In particular, the the optimizing VMs you are describing still have to be written in something. The proof is in the pudding: no serious language runtime is written in anything other than C or C++. The argument that C is being displaced will be an empty one until you start to see language runtimes being written in something else.

(Just to clarify, since another commenter missed this distinction earlier: I'm talking specifically about VMs/runtimes, not ahead-of-time compilers. Compilers are frequently written in non-C languages because an ahead-of-time transformation doesn't have the same stringent efficiency and resource usage requirements that language runtimes do).

The equivalent `plus2` OCaml function compiles to:

    camlAdd__plus2_1030:
    .L100:
    	addq	$4, %rax
    	ret
(It's using 4 instead of 2, because ints are boxed; a 0 in the last bit denotes an int, a 1 denotes an address).
Part of the point of the original article is that not even assembler is "close to the metal" any more. How long does that fragment of assembly code take to execute? Depends on whether the instructions are in the I-cache, whether some previous branch prediction has failed, and whether the data are in the cache.

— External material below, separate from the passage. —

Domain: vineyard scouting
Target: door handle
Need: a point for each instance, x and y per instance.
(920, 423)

All this adds up to a couple of orders of magnitude.
That's cool and OCaml is an interesting language. However I'm sure you know it would not be difficult to come up with a different example where C lets you express "bare metal" idioms that are not as "bare metal" when expressed in OCaml.
> Now take the equivalent function in Python

Those functions maybe similar but they are not equivalent.

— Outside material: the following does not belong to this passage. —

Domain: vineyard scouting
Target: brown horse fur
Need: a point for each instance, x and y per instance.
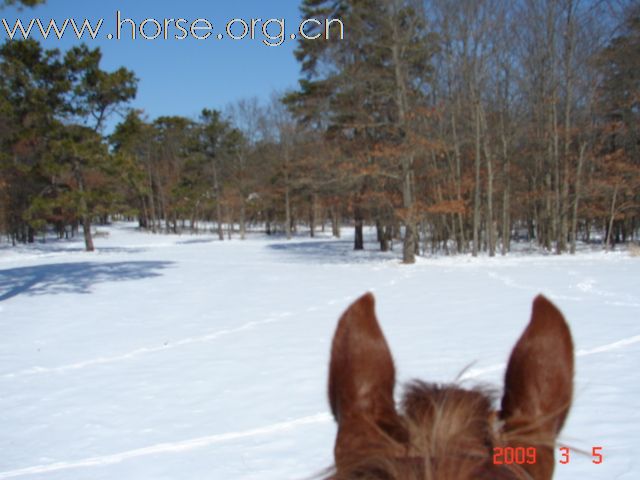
(444, 432)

Apples and oranges yet again. The original article is about Haskell; an entirely different beast from Python. Haskell compiles down to machine code, not byte code.
I was responding to a comment that said that "C is no closer to the metal than other high level languages", without qualifying which high level languages.

But even Haskell is not as "bare metal" as C. Just because a language can compile to machine code doesn't mean it fills the same role that C does.